MCF-7 FBG Is Not Glycosylated.

Plasma FBG is N-glycosylated at Asp364on the Bβ chain and Asp52 on the γ chain(29). Inhibition of N-linked glycosylation in HepG2 cells using TUN resulted in the expected shift to a lower molecular weight of the FBG Bβ and γ chains but not the Aα chain(Fig. 3). Treatment of MCF-7 cells with TUN did not produce any shift in the molecular weight because the FBG polypeptides isolated from the TUN-treated samples were of the same molecular weight as the untreated MCF-7 cells (Fig. 3). The absence of carbohydrate side chain addition on MCF-7 FBG was confirmed by peptide:N-glycosidase F treatment. N-Linked carbohydrate side chains were cleaved from mature Bβ and γ chains of HepG2 and plasma FBG but not from MCF-7 FBG (not shown). These data indicate that the MCF-7 cells derived FBG Bβ and γ chain polypeptides were not glycosylated, suggesting that appropriate posttranslational processing of FBG through the Golgi apparatus does not occur in these breast carcinoma epithelial cells.

MCF-7 Cell FBG Gene Expression.

Northern blot analysis did not show steady-state levels of any of the FBG mRNAs in MCF-7 cells (not shown); therefore, the more sensitive technique of RT-PCR was used. Products of the expected sizes for FBG Aα, Bβ, and γ chain mRNAs were amplified from total RNA isolated from HepG2 cells (Fig. 4 A). However, only FBG γ chain mRNA could be reproducibly amplified by RT-PCR from MCF-7 cell total RNA. No products were seen for FBG Aα and Bβ chains, indicating that a steady-state level of these mRNAs does not accumulate in MCF-7 cells.

The inability to detect steady-state populations of Aα and Bβ chain mRNAs suggested that either the mRNAs are unstable or that the and chain genes may be defective. To investigate whether there were gross rearrangements or deletions of the FBG and chain genes in the MCF-7 cells,Southern blot analysis was performed. Comparison of restriction digests of HepG2 and MCF-7 genomic DNAs probed with 32P-labeled FBG Aα and Bβ cDNAs showed that identical digestion patterns for both EcoRI and HindIII were found for HepG2 and MCF-7 genomic DNA (Fig. 4 B). These results suggest that the FBG genes are intact in MCF-7 cells. Together, these data indicated that rapid degradation of the FBG Aα and Bβ chain mRNAs and polypeptides likely contributes to the defective assembly of FBG in MCF-7 cells.

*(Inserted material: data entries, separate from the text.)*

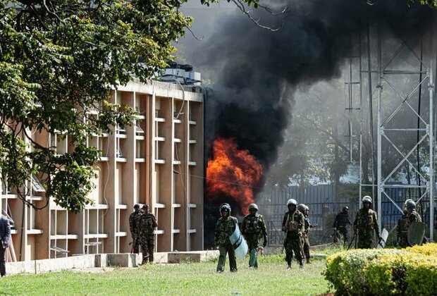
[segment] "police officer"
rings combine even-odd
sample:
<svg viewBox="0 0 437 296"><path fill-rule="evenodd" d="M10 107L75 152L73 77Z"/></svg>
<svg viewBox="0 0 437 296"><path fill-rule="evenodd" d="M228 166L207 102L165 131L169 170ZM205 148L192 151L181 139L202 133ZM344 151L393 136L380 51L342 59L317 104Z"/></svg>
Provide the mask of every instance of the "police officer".
<svg viewBox="0 0 437 296"><path fill-rule="evenodd" d="M301 213L303 213L305 218L305 230L302 235L302 243L303 245L304 253L305 258L307 258L307 263L310 264L309 261L309 238L308 237L308 230L309 228L317 226L317 224L312 224L309 221L308 216L309 216L309 208L308 206L304 204L299 204L297 205L297 210Z"/></svg>
<svg viewBox="0 0 437 296"><path fill-rule="evenodd" d="M370 208L371 197L369 195L364 197L362 204L363 207L358 211L354 221L354 235L358 234L357 245L359 249L371 249L374 241L374 230L376 236L381 238L379 226L376 212Z"/></svg>
<svg viewBox="0 0 437 296"><path fill-rule="evenodd" d="M229 237L238 227L238 221L235 217L230 216L230 206L229 204L223 204L220 206L220 215L216 231L214 233L214 245L218 247L220 256L217 264L217 273L221 273L225 270L226 254L229 254L229 267L230 272L237 271L237 260L235 252L230 243Z"/></svg>
<svg viewBox="0 0 437 296"><path fill-rule="evenodd" d="M409 246L407 234L408 227L413 222L421 222L419 213L416 211L416 203L412 199L405 201L404 214L398 221L398 245L400 247Z"/></svg>
<svg viewBox="0 0 437 296"><path fill-rule="evenodd" d="M344 245L347 245L349 242L349 235L347 233L347 226L352 225L350 218L349 218L349 206L345 206L341 211L336 216L334 219L334 233L338 231L343 238Z"/></svg>
<svg viewBox="0 0 437 296"><path fill-rule="evenodd" d="M142 206L143 214L140 216L138 223L138 234L141 239L141 249L142 249L142 264L153 263L153 252L154 250L155 235L154 230L158 227L156 218L152 213L149 213L149 206Z"/></svg>
<svg viewBox="0 0 437 296"><path fill-rule="evenodd" d="M293 252L300 267L303 268L302 242L300 238L305 230L305 217L297 209L297 202L291 198L287 202L288 211L284 214L282 220L282 230L285 233L284 247L285 249L285 261L287 269L291 269L291 259Z"/></svg>
<svg viewBox="0 0 437 296"><path fill-rule="evenodd" d="M258 240L264 238L263 247L267 245L267 230L266 228L266 221L262 215L258 212L258 206L255 204L249 205L249 214L246 215L242 223L242 235L247 242L250 259L249 260L249 268L258 268L257 261L257 252L258 249Z"/></svg>
<svg viewBox="0 0 437 296"><path fill-rule="evenodd" d="M138 222L140 221L140 204L135 204L133 206L134 211L129 216L129 228L130 235L132 235L132 252L131 253L138 254L140 252L140 240L138 238Z"/></svg>

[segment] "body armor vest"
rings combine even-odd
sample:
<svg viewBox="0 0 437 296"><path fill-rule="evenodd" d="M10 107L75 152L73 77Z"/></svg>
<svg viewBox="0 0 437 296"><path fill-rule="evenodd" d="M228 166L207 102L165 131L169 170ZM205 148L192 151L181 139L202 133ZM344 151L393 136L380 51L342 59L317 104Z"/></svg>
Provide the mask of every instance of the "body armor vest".
<svg viewBox="0 0 437 296"><path fill-rule="evenodd" d="M347 214L342 212L338 214L337 224L338 227L346 227L349 221L349 216Z"/></svg>
<svg viewBox="0 0 437 296"><path fill-rule="evenodd" d="M366 213L364 211L361 211L359 213L359 220L357 226L359 228L367 229L368 230L374 230L374 224L376 221L374 221L374 211L369 210L369 212Z"/></svg>
<svg viewBox="0 0 437 296"><path fill-rule="evenodd" d="M246 222L247 233L258 233L261 231L259 226L259 215L249 216Z"/></svg>
<svg viewBox="0 0 437 296"><path fill-rule="evenodd" d="M155 228L153 216L151 214L143 214L140 219L141 229L145 229L147 232L153 232Z"/></svg>

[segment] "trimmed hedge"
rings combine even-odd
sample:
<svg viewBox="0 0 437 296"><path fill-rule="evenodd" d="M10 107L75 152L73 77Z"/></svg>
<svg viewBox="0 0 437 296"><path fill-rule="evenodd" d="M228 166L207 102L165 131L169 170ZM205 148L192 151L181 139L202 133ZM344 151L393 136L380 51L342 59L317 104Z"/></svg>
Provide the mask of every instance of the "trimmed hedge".
<svg viewBox="0 0 437 296"><path fill-rule="evenodd" d="M354 249L326 259L336 295L437 295L437 244L407 249Z"/></svg>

Extracellular Localization of MCF-7 FBG.

Indirect immunofluorescence staining using pAb anti-FBG and mAbs for FBG Aα566–580 (134B29),Bβ1–21 (18C6), andγ 63–78 (J88B) chains confirmed positive extracellular staining for all three FBG chains (Fig. 5). These results suggest that FBG synthesized and secreted by MCF-7 cells binds to the cell surface. To determine whether this cell surface binding was FBG specific and saturable, the binding of metabolically labeled nascent secreted FBG to the MCF-7 cells was performed in the presence of increasing concentrations of unlabeled, purified plasma FBG. The data are presented as the amount of TCA-precipitable cpm/μg of total protein as a function of increasing concentrations of cold competitor FBG in the chase medium. These results show that binding of nascent FBG to the MCF-7 cell surface was inhibited in a dose-dependent and saturable manner with exogenously added FBG, suggesting a receptor-mediated binding event (Fig. 6).

Defective Assembly of MCF-7 FBG in the Extracellular Matrix of Fibroblasts.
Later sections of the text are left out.